Selain PLTMH, ProKlim Utama Jamus, juga menginisiasi obyek wisata alam “Sumberkoso”, yang bermitra dengan Kuliah Kerja Nyata – Pembelajaran Pemberdayaan Masyarakat (KKN PPM) UGM. Sementara itu di Riau, Pertamina membantu warga LDII, dengan mesin pirolisis yang dapat mengubah sampah menjadi BBM. “Warga LDII di Riau juga mengembangkan komposter sehingga sampah menjadi pupuk dan akhirnya bernilai ekonomi sirkuler,” jelasnya.
Di Ponpes Gadingmangu, Jombang, Jawa Timur, tercipta ekonomi sirkuler berkat penjualan magot dan bank sampah. SMK Budi Utomo yang juga berada di kawasan Ponpes Gadingmangu itu, membudidayakan lele berbasis smart farming, bekerja sama dengan PT Shelter Indonesia dan Politeknik Elektronika Negeri Surabaya (PENS).

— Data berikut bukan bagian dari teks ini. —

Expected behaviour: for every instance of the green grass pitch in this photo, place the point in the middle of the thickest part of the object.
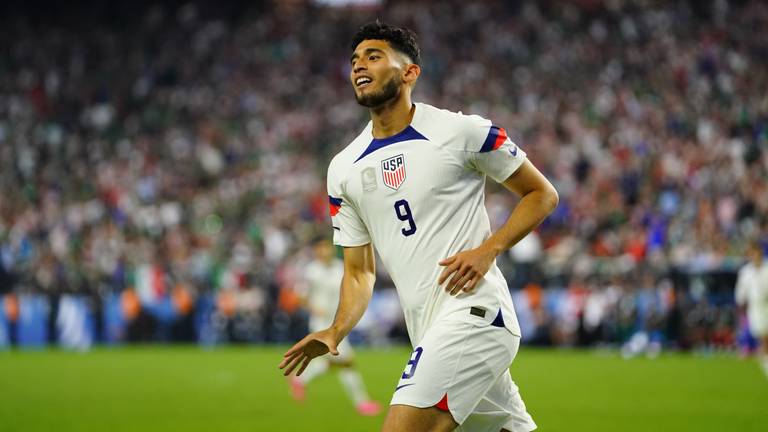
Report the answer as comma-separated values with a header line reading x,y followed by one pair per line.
x,y
241,389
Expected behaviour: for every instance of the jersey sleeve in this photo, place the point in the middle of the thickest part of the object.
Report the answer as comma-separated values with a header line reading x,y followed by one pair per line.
x,y
348,228
490,150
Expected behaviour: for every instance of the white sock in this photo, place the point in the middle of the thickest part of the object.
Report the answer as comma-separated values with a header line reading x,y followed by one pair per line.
x,y
316,368
353,384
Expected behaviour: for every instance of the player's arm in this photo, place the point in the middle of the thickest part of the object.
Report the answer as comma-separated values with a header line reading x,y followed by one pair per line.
x,y
538,198
356,289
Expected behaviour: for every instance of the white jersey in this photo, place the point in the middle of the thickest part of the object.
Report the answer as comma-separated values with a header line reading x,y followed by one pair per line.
x,y
418,196
324,284
752,290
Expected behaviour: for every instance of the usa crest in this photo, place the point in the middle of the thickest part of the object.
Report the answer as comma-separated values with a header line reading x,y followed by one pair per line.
x,y
393,171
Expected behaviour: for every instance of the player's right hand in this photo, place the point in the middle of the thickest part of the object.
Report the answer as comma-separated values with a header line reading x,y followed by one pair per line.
x,y
313,345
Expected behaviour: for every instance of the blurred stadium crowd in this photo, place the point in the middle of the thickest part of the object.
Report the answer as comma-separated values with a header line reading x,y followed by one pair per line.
x,y
162,171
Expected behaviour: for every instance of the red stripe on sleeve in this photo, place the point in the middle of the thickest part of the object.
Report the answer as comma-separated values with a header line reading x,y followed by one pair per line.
x,y
500,138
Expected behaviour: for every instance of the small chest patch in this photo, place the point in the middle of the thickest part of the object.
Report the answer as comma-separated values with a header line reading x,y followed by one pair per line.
x,y
393,171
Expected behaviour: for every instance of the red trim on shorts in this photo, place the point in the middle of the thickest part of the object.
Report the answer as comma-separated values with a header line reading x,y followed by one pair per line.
x,y
443,404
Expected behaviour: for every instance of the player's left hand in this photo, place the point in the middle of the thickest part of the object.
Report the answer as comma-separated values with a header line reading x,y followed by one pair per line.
x,y
467,267
313,345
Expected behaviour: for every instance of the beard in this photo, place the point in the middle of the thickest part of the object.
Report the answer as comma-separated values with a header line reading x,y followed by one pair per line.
x,y
375,99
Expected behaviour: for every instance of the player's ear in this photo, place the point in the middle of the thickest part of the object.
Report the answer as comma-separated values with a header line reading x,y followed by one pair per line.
x,y
411,73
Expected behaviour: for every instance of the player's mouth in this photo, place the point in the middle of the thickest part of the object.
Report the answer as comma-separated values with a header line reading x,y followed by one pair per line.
x,y
363,82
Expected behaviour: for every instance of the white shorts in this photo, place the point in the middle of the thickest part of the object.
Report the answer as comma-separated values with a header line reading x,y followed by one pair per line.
x,y
462,366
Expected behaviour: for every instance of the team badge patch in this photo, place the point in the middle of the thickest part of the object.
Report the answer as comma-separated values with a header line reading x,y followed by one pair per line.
x,y
393,171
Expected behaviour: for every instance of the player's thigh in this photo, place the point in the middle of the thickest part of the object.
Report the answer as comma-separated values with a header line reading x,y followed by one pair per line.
x,y
502,407
454,366
407,418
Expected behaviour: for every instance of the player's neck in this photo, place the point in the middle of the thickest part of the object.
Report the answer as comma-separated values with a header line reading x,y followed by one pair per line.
x,y
392,117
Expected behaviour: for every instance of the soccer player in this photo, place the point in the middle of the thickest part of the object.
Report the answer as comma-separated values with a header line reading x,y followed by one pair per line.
x,y
752,293
323,277
412,185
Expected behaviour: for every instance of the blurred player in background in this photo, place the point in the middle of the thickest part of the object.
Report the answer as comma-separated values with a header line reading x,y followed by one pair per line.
x,y
412,184
323,278
752,294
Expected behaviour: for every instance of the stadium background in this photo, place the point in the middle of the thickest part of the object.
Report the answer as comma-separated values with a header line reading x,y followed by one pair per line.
x,y
162,173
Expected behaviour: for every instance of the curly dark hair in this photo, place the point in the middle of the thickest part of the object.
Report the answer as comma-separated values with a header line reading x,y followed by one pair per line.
x,y
400,38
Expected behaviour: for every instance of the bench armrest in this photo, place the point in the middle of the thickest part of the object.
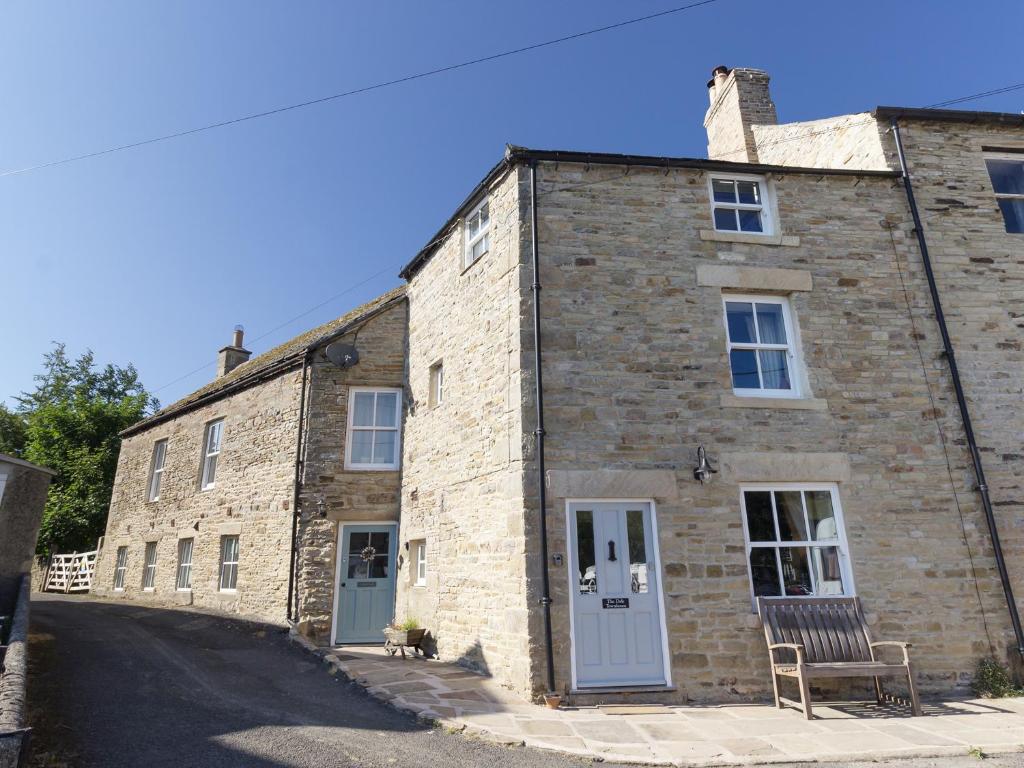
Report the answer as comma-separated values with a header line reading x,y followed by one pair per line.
x,y
790,646
894,644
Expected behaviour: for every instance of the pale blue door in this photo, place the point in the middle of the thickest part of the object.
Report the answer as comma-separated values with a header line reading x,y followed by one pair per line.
x,y
617,637
366,583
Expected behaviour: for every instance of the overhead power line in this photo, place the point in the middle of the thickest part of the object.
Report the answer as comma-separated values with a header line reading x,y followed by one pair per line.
x,y
834,128
1005,89
363,89
802,136
391,268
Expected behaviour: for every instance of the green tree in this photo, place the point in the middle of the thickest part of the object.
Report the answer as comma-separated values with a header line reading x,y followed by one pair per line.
x,y
12,432
72,424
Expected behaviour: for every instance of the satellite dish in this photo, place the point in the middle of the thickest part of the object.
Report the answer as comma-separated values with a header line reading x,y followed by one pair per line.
x,y
343,355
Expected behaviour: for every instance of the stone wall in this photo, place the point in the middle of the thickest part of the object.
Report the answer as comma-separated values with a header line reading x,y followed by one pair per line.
x,y
855,141
637,377
330,489
23,497
462,476
252,498
979,268
739,101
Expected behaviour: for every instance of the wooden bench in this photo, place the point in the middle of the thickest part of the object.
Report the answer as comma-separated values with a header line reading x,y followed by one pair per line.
x,y
826,637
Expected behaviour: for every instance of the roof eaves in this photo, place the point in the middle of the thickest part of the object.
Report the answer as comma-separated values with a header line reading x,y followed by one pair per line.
x,y
271,369
441,235
515,155
947,116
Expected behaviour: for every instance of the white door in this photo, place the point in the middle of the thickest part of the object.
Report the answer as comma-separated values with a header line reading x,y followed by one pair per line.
x,y
616,603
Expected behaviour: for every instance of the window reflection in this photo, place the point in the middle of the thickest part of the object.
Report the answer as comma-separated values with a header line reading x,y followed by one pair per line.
x,y
369,554
585,550
795,543
638,551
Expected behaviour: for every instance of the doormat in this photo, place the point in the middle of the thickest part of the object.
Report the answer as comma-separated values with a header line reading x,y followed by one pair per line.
x,y
635,710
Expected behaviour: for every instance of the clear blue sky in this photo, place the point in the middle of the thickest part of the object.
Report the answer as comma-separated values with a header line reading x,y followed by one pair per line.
x,y
153,255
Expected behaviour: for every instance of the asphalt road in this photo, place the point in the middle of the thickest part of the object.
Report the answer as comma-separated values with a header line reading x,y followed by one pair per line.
x,y
115,685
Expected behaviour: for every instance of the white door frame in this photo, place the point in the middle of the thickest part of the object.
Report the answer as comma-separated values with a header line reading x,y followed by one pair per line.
x,y
666,660
338,540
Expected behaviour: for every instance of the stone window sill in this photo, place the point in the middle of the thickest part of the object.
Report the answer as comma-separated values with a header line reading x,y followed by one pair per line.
x,y
776,403
758,240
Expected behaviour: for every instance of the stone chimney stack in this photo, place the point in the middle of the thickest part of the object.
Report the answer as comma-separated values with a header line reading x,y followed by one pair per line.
x,y
230,357
739,99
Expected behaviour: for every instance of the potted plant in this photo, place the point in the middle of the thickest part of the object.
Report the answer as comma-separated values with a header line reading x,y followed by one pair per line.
x,y
400,635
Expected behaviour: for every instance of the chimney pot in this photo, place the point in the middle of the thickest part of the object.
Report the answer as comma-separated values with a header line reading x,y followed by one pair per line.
x,y
231,356
718,77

Di Karanganyar, melalui ProKlim, warga LDII mengembangkan padi organik dan mengubah sampah plastik menjadi papan panel. Di Sumbawa Barat, LDII menggagas Program Pengelolaan Sampah Berbasis Masjid (PPSBM). Di Yogyakarta, LDII melansir gerakan Kyai Peduli Sampah, Jugangan ing Omah (Jugangin Om), Jugangan ing Masjid (Jugangin Mas) untuk merespons darurat sampah. Bahkan Rusmini, warga LDII Gunungkidul telah membangun 123 bank sampah.